Pour être difficile d’accès, le marché indien n’est pas pour autant impossible. Et la plupart des entreprises françaises qui ont franchi le pas, certes en y mettant le temps, ne le regrettent pas. Comment ont-elles fait ? Chacune a son histoire.
S’adapter, prendre le temps : tels sont les maîtres mots pour avoir une chance de réussir en Inde. « Les Indiens ne vous attendent pas ! », rappelle avec fermeté Johann Sponar, CEO du groupe français Salveo et fondateur de la filiale Salveo India (ex-Invindis). Cette société de consultants s’est implantée en 2004 à New Delhi afin de répondre à la demande des entreprises tricolores. « Tout d’abord, le marché demande une vraie présence locale, il faut rassurer le client indien. La concurrence étrangère est très forte et il faut à tout prix éviter d’avoir une attitude de conquérant, penser que sous prétexte qu’on est innovant et Français, les contrats vont abonder », indique cet expert du marché indien. Il donne l’exemple de la société Heckel Sécurité, basée en Alsace, fabricant de chaussures de sécurité pour milieux extrêmes. Elle a décidé en 2007 de prendre l’Inde comme cibles. « Lors de son voyage, le directeur de la société a parlé de proposer des solutions techniques, pas des chaussures !
Et cela a marché, explique Johann Sponar. Les Indiens veulent construire un business commun, et non être considérés juste comme des cibles de ventes. » Autre problème majeur, la difficulté d’apprécier le marché réel : « Le manque de transparence du marché est crucial du fait de l’importance du secteur informel. Il est donc compliqué de réaliser des projections chiffrées en termes de vente, de développement. Nous en sommes, dans la plupart de secteurs, aux prémices du passage à une économie plus organisée », explique Germain Araud, responsable en Inde pour la société Altios. Cette dernière est installée depuis 2005 à New Delhi, où elle accompagne 30 entreprises et en héberge neuf.
« En outre, l’erreur qui est souvent faite est de considérer l’Inde comme un marché de volumes et d’oublier la difficulté d’accès au marché, en particulier dans les activités nécessitant un réseau de distribution », analyse Yves Jassaud, CEO de la division Lubrifiants pour Total Oil Indian Pvt.Ltd. Les expatriés tout comme les spécialistes rappellent que l’Inde n’est pas la Chine et que « faire un copier-coller de son business model chinois en Inde est une grossière erreur ».
La problématique du recrutement est un autre point important.

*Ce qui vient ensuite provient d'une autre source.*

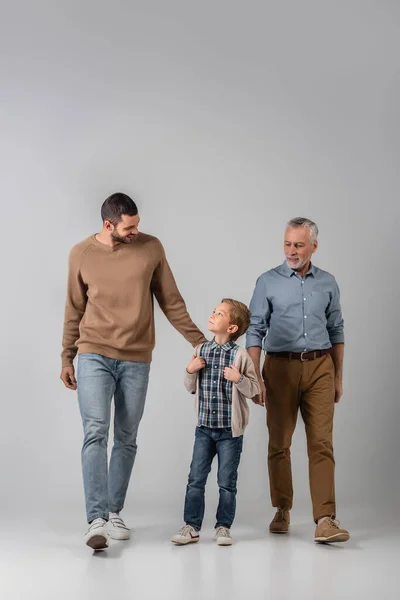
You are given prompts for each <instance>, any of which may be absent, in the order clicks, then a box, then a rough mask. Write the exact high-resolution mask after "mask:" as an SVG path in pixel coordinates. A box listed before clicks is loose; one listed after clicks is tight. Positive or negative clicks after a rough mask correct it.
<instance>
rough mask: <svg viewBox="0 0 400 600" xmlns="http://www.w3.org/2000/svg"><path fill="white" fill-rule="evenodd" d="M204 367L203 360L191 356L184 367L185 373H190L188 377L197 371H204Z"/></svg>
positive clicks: (203, 363)
mask: <svg viewBox="0 0 400 600" xmlns="http://www.w3.org/2000/svg"><path fill="white" fill-rule="evenodd" d="M205 366H206V361H205V360H204V358H201V356H193V357H192V360H191V361H190V363H189V364H188V366H187V367H186V371H187V372H188V373H190V375H193V374H194V373H197V371H200V370H201V369H204V367H205Z"/></svg>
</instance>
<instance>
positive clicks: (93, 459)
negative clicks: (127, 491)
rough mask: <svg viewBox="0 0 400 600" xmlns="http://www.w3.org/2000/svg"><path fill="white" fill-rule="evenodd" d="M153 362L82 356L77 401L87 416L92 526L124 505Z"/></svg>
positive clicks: (87, 516)
mask: <svg viewBox="0 0 400 600" xmlns="http://www.w3.org/2000/svg"><path fill="white" fill-rule="evenodd" d="M149 372H150V363H143V362H131V361H121V360H116V359H113V358H108V357H106V356H102V355H100V354H80V355H79V356H78V374H77V375H78V376H77V384H78V401H79V408H80V411H81V416H82V423H83V431H84V440H83V448H82V471H83V484H84V488H85V497H86V514H87V520H88V522H89V523H90V522H91V521H93V519H97V518H98V517H101V518H103V519H106V520H108V515H109V512H116V513H118V512H119V511H120V510H122V508H123V506H124V501H125V496H126V492H127V489H128V484H129V479H130V476H131V472H132V467H133V463H134V462H135V457H136V450H137V444H136V436H137V431H138V427H139V423H140V420H141V418H142V415H143V409H144V403H145V399H146V392H147V385H148V381H149ZM113 397H114V405H115V414H114V446H113V449H112V453H111V460H110V467H109V469H108V460H107V443H108V431H109V428H110V416H111V401H112V398H113Z"/></svg>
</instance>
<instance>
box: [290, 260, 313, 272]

Altios, comme Salveo India, proposent ainsi des services de portage salarial, voire font office de recruteurs pour les PME-PMI. Le turnover est tel qu’il faut savoir mettre en œuvre des politiques de ressources humaines adaptées. Jacques Michel, chief executive et manager pour la région Inde chez BNP Paribas, analyse : « En plus d’une bonne politique salariale, nous estimons qu’une vraie considération, une attention aux besoins de nos employés indiens peut changer la donne. Cela peut se traduire par de petits gestes, sur la protection sociale par exemple, ou sur les opportunités de mobilité, mais qui leur donneront envie de rester. » Germain Araud conseille surtout de ne pas sous-estimer les collaborateurs indiens : « Les cadres dirigeants en Inde sont au niveau des salaires européens. Beaucoup d’Indiens de 30 à 60 ans ont une expérience à l’international ou dans des sociétés étrangères. Ils savent de plus en plus ce qu’ils valent ! »
L’interculturel ne doit pas non plus être négligé. Yves Jassaud indique avoir bénéficié d’une formation, à Paris, dispensée par un consultant français spécialiste de l’Inde. Car ce pays-continent est fédéral, avec de nombreux particularismes locaux. « Bien souvent, face à nos interlocuteurs européens, j’illustre le type de difficulté que l’on rencontre pour déployer un produit en Inde en faisant l’analogie d’un déploiement simultané dans les 27 pays européens. L’exemple récent de notre communication publicitaire est très parlante à cet égard. Il faut prendre en compte les langues et la multiplicité des chaînes de télévision pour toucher les consommateurs », rappelle Yves Jassaud.